L’ouvreuse vient juste de faire sa distribution, le panier en osier autour du cou. Bonbecs, pains au chocolat. Le pop-corn ne sévit pas encore. La lumière commence à baisser. L’écran s’agite. Générique.

Te souviens-tu ?

Le héros, debout sur le toit du bus lancé à pleine vitesse, poursuivi par le flic obstiné. Belmondo. Bébel les biscotos. Descente en rappel de l’hélico au-dessus des immeubles.

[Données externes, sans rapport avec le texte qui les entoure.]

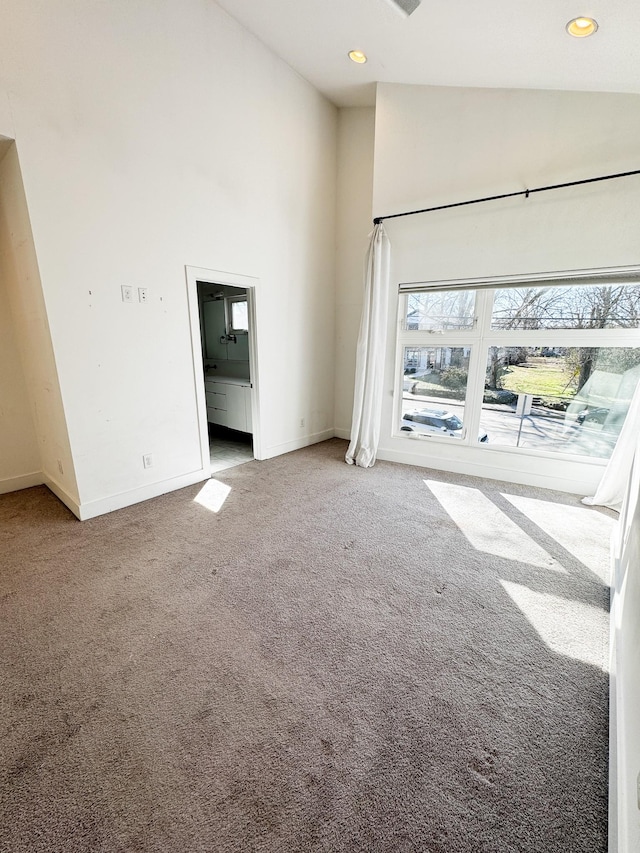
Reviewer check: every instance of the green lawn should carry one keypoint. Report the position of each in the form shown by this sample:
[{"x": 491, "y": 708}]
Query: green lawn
[{"x": 544, "y": 377}]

Le méchant tueur psycho s’en prendra plein la tronche. Bien fait.

Te souviens-tu ?

La poursuite en bagnole élevée au rang d’art majeur. Steve McQueen. Les rues de San Francisco au petit matin. Moteurs au point de rupture. Boîte de vitesse en souffrance. Carrosseries joyeusement broyées. Qu’on se demande, Steve, comment il peut encore rouler ton tas de ferraille. On s’en fout. Tu les a bien eus.

Te souviens-tu ?

Mexique. Panoramique sur le désert. Puis les yeux noirs du desperado, impitoyables, immenses, qui dévorent la toile en cinémascope. Lee Van Cleef. Gueule taillée à coup de tomahawk. La main fébrile au-dessus de la crosse. Ca va chier. Aussi sûr que le cri du coyote me glacera les sangs à la nuit tombée.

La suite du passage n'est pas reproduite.